Yahoo vient d'annoncer le départ de son co-fondateur Jerry Yang. Ce dernier, qui a connu la période de gloire du portail (de 1995 à 2000) et les difficultés de ces dernières années, a démissionné mardi dernier du conseil d'administration. Il abandonne également sa place au sein du board de Yahoo Japan et du groupe chinois Alibaba, les deux grands partenaires asiatiques du portail.

«Mon temps passé chez Yahoo, depuis sa fondation jusqu'à nos jours, m'a permis de vivre les expériences les plus passionnantes et enrichissantes de ma vie », a simplement déclaré Jerry Yang dans une lettre adressée à Roy Bostock, président du conseil d'administration. « Toutefois, j'ai décidé  de poursuivre d'autres intérêts en dehors du groupe. » Cette annonce intervient deux semaines après la nomination de l'ex-patron de Paypal, Scott Thompson, aux commandes de Yahoo, pour remplacer Carole Bartz, limogée en septembre dernier.

«C'est triste, parce que Jerry Yang a été une telle institution dans la Silicon Valley depuis si longtemps, mais son départ permettra à  Scott Thompson de prendre toutes les décisions sans être remis en cause »  a estimé Charlene Li, analyste chez Altimeter Group, « Yang a été une figure dominante chez Yahoo, après avoir été non seulement son co-fondateur, mais aussi son PDG », a-t-elle ajouté. « Il est difficile d'opérer dans l'ombre de quelqu'un comme lui. Son départ libèrera réellement  Scott Thompson ». Greg Sterling,  analyste chez Sterling Market Intelligence pense que Jerry Yang pourrait être l'agneau sacrifié et s'attend à d'autres démissions et changements au sein du board de Yahoo.

Une page se tourne pour Yahoo

De son côté Allen Weiner, du Gartner, voit le départ de Yang comme un vote de confiance qui pourrait laisser entendre que le groupe est suffisamment fort pour réussir dans le monde numérique, sans ses conseils. « Compte tenu de l'avenir du portail en tant que média numérique, le manque d'expertise de Yang en la matière peut faire de lui un rouage inutile», considère-t-il.

Mais pour  les analystes, peu importent les événements internes qui ont conduit au départ de Jerry Yang. Ils estiment que sa démission est le signe d'un nouveau départ pour Yahoo et son récent PDG.  « Le signal très clair est qu'une nouvelle page se tourne pour Yahoo, et que tout ce qui est arrivé précédemment ne sera pas nécessairement le chemin que le groupe prendra à l'avenir », prévoit Charlene Li.

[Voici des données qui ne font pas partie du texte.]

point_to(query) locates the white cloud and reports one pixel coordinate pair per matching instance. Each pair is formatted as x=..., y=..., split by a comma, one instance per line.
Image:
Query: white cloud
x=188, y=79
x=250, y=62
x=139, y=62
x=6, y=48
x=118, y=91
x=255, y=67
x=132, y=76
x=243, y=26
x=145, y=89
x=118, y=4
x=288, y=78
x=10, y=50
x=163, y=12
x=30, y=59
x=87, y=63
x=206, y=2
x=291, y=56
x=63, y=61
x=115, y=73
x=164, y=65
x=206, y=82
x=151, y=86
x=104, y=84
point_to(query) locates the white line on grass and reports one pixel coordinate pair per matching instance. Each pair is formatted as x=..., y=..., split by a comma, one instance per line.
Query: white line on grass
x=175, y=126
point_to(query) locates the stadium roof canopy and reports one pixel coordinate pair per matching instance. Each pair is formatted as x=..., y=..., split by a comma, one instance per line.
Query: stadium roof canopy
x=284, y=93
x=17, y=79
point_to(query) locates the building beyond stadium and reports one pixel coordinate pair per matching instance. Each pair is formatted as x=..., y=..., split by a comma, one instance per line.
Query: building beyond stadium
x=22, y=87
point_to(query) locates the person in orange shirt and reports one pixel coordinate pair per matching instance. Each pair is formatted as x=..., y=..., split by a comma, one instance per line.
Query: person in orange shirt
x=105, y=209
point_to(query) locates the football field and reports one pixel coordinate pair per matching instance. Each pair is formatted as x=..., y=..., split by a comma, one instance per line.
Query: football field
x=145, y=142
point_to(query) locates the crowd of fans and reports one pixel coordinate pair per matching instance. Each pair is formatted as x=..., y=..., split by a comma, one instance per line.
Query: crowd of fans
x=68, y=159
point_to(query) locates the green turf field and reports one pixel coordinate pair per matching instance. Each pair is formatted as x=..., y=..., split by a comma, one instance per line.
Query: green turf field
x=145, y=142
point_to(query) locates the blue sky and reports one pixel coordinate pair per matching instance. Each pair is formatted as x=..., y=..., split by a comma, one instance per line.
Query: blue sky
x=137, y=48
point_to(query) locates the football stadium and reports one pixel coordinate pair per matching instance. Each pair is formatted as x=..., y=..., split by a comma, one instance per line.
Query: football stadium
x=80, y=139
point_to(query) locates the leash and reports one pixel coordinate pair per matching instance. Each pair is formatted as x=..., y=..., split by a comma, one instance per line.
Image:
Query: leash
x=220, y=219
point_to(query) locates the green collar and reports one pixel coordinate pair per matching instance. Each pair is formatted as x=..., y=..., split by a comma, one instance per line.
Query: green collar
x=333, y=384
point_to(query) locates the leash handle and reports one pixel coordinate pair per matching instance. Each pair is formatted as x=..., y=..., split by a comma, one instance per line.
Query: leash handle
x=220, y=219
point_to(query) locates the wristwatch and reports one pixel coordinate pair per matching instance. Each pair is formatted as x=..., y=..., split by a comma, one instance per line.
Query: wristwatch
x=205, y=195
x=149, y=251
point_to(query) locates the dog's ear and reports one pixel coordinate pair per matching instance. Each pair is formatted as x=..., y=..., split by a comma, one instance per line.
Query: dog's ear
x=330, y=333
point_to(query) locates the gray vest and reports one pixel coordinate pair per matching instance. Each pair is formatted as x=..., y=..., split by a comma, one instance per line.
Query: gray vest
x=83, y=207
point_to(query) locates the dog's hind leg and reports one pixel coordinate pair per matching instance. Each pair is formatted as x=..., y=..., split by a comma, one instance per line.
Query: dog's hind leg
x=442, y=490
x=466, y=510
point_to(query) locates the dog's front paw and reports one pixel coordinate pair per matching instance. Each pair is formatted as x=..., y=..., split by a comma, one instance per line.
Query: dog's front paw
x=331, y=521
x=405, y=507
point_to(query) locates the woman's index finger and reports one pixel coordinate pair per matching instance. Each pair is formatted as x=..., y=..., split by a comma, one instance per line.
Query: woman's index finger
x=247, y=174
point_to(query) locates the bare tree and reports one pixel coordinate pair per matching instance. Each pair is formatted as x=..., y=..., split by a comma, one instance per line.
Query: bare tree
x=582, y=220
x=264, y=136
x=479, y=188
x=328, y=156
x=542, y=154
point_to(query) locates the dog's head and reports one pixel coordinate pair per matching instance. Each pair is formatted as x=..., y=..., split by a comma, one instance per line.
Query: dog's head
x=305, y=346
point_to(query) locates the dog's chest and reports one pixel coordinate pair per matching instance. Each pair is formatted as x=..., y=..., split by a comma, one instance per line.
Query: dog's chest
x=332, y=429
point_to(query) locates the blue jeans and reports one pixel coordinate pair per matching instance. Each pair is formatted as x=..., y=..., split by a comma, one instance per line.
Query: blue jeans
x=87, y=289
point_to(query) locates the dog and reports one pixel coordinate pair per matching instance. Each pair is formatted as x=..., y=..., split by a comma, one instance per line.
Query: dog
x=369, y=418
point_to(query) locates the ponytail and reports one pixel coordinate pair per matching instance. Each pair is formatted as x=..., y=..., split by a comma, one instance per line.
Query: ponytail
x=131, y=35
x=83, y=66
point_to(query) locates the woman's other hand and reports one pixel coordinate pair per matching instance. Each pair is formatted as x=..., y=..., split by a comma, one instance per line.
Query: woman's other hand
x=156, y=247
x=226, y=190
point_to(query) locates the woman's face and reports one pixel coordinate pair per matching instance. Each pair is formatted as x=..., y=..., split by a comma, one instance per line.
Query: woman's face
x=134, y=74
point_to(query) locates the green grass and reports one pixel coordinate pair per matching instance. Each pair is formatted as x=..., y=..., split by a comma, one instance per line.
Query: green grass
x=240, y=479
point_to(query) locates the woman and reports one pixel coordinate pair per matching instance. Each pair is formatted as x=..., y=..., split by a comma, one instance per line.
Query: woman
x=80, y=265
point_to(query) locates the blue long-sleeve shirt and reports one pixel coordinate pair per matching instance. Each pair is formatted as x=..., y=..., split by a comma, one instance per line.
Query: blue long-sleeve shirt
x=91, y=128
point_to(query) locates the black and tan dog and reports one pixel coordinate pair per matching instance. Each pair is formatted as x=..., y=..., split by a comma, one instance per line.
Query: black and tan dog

Jerry Yang a co-fondé Yahoo avec David Filo en 1995, mais il  toujours été le plus visible des deux. Après son lancement en tant que répertoire web et moteur de recherche, Yahoo a évolué en un vaste portail fournissant des services de communication comme la messagerie et une variété de contenus, tels des news, des informations financières et du  divertissement.

Yahoo a été leader jusqu'au milieu des années 2000, mais Google a alors commencé à gagner en force, grâce à la puissance de son moteur de recherche, ce qui lui a  permis d'asseoir sa domination sur le marché très rentable des annonces publicitaires.

Une image ternie par l'échec du rachat par Microsoft

Terry Semel, qui était PDG de Yahoo depuis 2001, a finalement été limogé à la mi-2007. C'est à ce moment là que Jerry Yang a pris les rennes du groupe, en promettant le grand retour du portail. Mais après six mois de mandat, il a dû faire face à une OPA hostile de Microsoft au début de 2008.

Cette tentative de rachat est devenu un feuilleton qui a généré beaucoup de gros titres dans la première moitié de 2008, mais Jerry Yang et les membres du conseil d'administration ont résisté à la reprise par la firme de Redmond, arguant différents points, notamment que Yahoo valait plus que ce que Microsoft offrait. L'éditeur a finalement décidé de renoncer, après une dernière offre d'environ 47 milliards de dollars.

Yang, qui avait jusqu'alors été un personnage charismatique et surtout apprécié, en est ressorti avec une image ternie, et les analystes financiers et les actionnaires de la société lui ont longtemps reproché l'échec de ce rachat.